Originally posted by: tinyabs
It is better to start with Visual Basic first if you are new to programming. There are many details to take care of in Delphi. The language is simpler and framework is easier than C++.
Delphi doesn't hide what is going on behind the scenes nearly as much as VB. This is a GOOD thing. The way VB obfuscates things WILL get you into trouble. Plus, as Nothinman said, VB teaches bad programming habits. Hell, I'd go as far as to say VB frequently
enforces bad programming habits with things like its lack of exception handling, the inability to split a class implementation across files (short of having global functions...), an IIF function that first makes you think its like ?: in C but actually you end up using an expanded if-then-else because iif evaluates both cases regardless which one is specified, and converts things to variants, no way to pull individual chars out of a string without a high overhead mid$ function, or compare them as chars (not strings) , etc.
Also, the VB framework is
NOT easier than Delphi, in fact its quite the opposite. VB teaches you how
NOT to think about programming and will increase the learning curve when you try to do other languages later.
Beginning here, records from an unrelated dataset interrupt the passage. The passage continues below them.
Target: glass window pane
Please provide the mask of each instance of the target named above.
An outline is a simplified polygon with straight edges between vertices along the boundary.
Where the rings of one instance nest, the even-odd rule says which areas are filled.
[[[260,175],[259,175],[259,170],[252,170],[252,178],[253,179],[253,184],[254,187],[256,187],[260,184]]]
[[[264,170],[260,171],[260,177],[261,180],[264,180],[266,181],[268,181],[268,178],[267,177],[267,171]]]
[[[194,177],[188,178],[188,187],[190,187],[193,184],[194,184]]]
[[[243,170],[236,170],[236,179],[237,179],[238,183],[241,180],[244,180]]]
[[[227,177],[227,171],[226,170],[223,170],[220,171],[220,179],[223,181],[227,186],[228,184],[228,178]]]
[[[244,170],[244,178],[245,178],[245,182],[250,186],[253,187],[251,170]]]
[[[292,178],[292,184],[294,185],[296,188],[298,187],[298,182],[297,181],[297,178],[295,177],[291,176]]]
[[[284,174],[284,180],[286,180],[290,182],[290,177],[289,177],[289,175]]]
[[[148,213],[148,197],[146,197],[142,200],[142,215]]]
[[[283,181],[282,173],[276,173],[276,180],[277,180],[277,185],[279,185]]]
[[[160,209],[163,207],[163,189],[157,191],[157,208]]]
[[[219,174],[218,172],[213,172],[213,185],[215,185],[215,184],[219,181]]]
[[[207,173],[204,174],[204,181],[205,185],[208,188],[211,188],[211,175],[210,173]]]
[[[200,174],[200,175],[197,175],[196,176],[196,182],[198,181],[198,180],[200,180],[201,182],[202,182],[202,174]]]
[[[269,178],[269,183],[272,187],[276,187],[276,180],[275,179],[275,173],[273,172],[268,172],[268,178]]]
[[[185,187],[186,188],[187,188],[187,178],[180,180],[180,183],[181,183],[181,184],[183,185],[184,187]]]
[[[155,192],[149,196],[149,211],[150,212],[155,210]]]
BTW, a SQL client is probably not a good project to first learn programming on. Learning SQL and dealing with the associated objects may be the hardest part of the project.
A few tips for beginning Delphi:
1. F11 brings the Object inspector to the front, F12 switches between having the code editor and the associated form in front
2. Types declared using the "class" keyword are always descended from TObject, and are inherently pointers, even though you use just a '.' rather than '^.' to refer to their data elements & methods.. When you declare one of these objects the default value is nil, you have to say "variablename := WhateverClass.Create;" or assign it to some existing instance before actually using it. Deallocate the object with Free, not Destroy, this checks if it is nil before trying to call the destructor. Types declared with the "object" keyword are classic object pascal style objects which are not inherently pointers (you will probably never use these).
3. Use the events tab in the object inspector to see the list of all events a component/form supports, rather than just setting the default event you get double clicking it. BTW these events are actually function pointer properties you can reassign at runtime.